Project Euler Problem 97 Solution

Project Euler Problem 97 Statement

The first known prime found to exceed one million digits was discovered in 1999, and is a Mersenne prime of the form $2^{6972593} - 1$; it contains exactly $2\,098\,960$ digits. Subsequently other Mersenne primes, of the form $2^p - 1$, have been found which contain more digits.

However, in 2004 there was found a massive non-Mersenne prime which contains $2\,357\,207$ digits: $28433 \times 2^{7830457} + 1$.

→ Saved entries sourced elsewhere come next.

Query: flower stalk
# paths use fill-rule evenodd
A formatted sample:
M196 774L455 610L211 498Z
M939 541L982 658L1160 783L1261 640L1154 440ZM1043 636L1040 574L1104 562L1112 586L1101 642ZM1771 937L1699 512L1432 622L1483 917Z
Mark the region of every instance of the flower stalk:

Find the last ten digits of this prime number.

Solution

HackerRank Project Euler Problem 97 overview:

We are given a list $T$, $(1\le T\le 500,000)$ of4 integers, $A, B, C, D$ for the equation form $A\times B^C+D$ and need to find the last 12 digits of the sum of all numbers in the list.

Solution Summary

By using modular arithmetic and efficient exponentiation (pow() function) to calculate the last 12 digits of the large number without dealing with its full representation and keep a running sum. We print the 12-digit result with zero-fill.

Solution Detail

1. Initialization:

• s = 0: Initializes a variable s to store the sum of the results.
• m = 1012: Sets m to 10¹², which is used for modulo operations to retain only the last 12 digits.

2. Input and Calculation:

• It iterates through a given number of test cases.
• For each test case, it reads four integers: a, b, c, and d.
• pow(b, c, m): This is the core of the solution. It calculates b raised to the power c modulo m. This built-in function efficiently computes the modular exponentiation without calculating the full result, significantly reducing the computation time and memory usage.
• (a * pow(b, c, m) + d) % m: It performs the remaining arithmetic operations (multiplication, addition, and modulo) to get the result for the current test case and adds it to the sum s.

3. Output:

• print("%012d" % (s % m)): Finally, it prints the last 12 digits of the total sum s with leading zeros if necessary.